I thanked her and managed a smile as I left. It was only a short walk back to my house, but I spent every step wondering if I’d stepped into the Twilight Zone, or if small towns were really like this. Where everyone was on afirst name basis.

I was going to have to get used to it.

As I walked up the two steps to my porch, I heard a rumble coming down the road, and by the time I juggled my groceries and got my key in the door, the very loud Harley slowed right down and pulled in next door. Male rider from the size of him—huge bulging biceps, broad shoulders—though he wore a helmet, so I couldn’t see his face. But my god, the sound was so damn loud.

I pushed inside and closed the door. The noise cut off a few moments later, the resulting silence overly loud in its absence.

Or maybe it just seemed so loud because the rest of the town was so quiet?

With an annoyed sigh, I put away my groceries and pretended I hadn’t just bought a house right next door to a motorcycle gang member...

Which was probably a gross exaggeration and an awful stereotype, but as a doctor who’d spent way too many hours in the ER tending to riders of motorcycles and the occasional gang member, it was easy to presume such things.

I was disillusioned with the world. I was allowed to be mad about it.

I tried not to dwell on it though. Made myself my first home-cooked meal in far too long and put myself to bed with a book I’d been meaning to read for years.

I didn’t give my Harley-riding neighbor another thought. He had been quiet all night, thankfully no loud music or parties for a Saturday night, and I’d managed another decent night’s sleep...

To be woken again by the loudest, sleep-shattering rumble of that damn motorcycle.

I shoved my pillow over my head to drown out the noise, unsure if I wanted to weep in frustration or yell in anger. The rational part of my brain knew that going outside in my pajamas to yell at the guy probably wasn’t the best way to establish new neighborly relations, especially if he was in some motorcycle club.

But then the ruckus faded as he drove off, leaving blissful silence in its wake. I sighed and tried to doze off again, wondering if the bone-deep exhaustion would ever leave me.

Maybe it was part of me now.

Along with the jaded pessimism and general crankiness at life.

I never used to be like this, and I needed to shake off the mood, the funk. I needed to start looking at the positives. This was a new start, a new life. I’d left the darkness behind me and needed to start appreciating the good things.

Like coffee and sunshine through my living room window.

So with that in mind, and considering I was now very much awake, I threw back the covers, put on my robe and slippers, and headed for the kitchen.
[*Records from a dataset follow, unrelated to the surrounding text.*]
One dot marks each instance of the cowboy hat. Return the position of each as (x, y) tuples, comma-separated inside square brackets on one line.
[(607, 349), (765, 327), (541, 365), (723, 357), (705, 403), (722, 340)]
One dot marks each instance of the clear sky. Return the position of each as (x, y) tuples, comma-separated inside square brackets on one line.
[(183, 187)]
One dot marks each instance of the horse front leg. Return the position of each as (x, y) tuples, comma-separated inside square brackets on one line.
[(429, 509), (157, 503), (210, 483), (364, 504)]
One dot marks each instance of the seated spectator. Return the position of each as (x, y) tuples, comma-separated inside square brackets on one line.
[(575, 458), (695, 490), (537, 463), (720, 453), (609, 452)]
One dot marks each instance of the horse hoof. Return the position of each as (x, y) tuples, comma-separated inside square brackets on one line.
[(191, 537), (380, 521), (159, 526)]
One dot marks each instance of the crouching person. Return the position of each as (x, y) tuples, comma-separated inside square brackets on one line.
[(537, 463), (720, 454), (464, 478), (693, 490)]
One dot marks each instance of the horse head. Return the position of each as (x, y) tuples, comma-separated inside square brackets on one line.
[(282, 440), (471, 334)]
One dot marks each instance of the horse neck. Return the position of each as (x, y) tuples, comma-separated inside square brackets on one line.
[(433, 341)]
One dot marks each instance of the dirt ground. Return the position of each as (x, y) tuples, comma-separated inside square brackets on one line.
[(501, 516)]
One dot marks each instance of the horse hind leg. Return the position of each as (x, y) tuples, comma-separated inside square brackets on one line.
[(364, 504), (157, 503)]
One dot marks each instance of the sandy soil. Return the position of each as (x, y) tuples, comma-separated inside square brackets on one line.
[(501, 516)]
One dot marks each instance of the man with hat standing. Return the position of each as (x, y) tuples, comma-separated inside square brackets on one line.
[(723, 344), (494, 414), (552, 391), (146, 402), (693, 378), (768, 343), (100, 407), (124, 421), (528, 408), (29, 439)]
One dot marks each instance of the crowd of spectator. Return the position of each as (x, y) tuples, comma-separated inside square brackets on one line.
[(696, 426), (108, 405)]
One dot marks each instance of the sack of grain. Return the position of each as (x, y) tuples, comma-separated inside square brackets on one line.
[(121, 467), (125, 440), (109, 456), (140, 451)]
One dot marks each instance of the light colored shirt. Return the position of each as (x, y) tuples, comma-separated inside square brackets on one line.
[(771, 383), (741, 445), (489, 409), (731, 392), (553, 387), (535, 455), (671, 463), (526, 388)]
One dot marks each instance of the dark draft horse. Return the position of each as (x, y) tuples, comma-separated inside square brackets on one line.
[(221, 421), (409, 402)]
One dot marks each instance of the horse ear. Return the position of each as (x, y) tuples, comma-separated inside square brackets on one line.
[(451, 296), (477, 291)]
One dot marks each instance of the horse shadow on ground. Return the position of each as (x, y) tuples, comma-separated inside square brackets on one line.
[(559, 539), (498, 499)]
I switched on the coffee machine to warm up, taking a few moments to breathe in the peace and quiet and the first rays of sunlight coming in through the living room window, casting shards of white on the yellow walls and sending dust motes into a spin.

Peace and quiet.

I could get used to this.

I inhaled deeply and let it out slowly, trying to breathe in the serenity.

I made my coffee, almost smiling as I took my first sip...
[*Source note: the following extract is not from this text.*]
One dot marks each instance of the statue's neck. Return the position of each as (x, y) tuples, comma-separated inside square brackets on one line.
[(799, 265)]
Until an all too familiar sound came thundering down the street, closer, slowing in front of my house before turning into his driveway.

My neighbor from hell.

Anger bubbled up inside me, irrational and stupid, and with my coffee in hand, I stomped out my front door, across the frosty front lawn, and met my inconsiderate motorcycle gang member neighbor in his driveway.

“Hey,” I yelled. I couldn’t even hear myself over the roar of his stupid motorcycle. “Hey!”

He cut the engine and my voice carried over the silence.

He sat on his huge motorcycle, wearing blue coveralls and a leather jacket. He lifted his hands and took off his helmet. I was expecting a hard face, scars, or neck or face tattoos.

But what I saw stopped me in my tracks.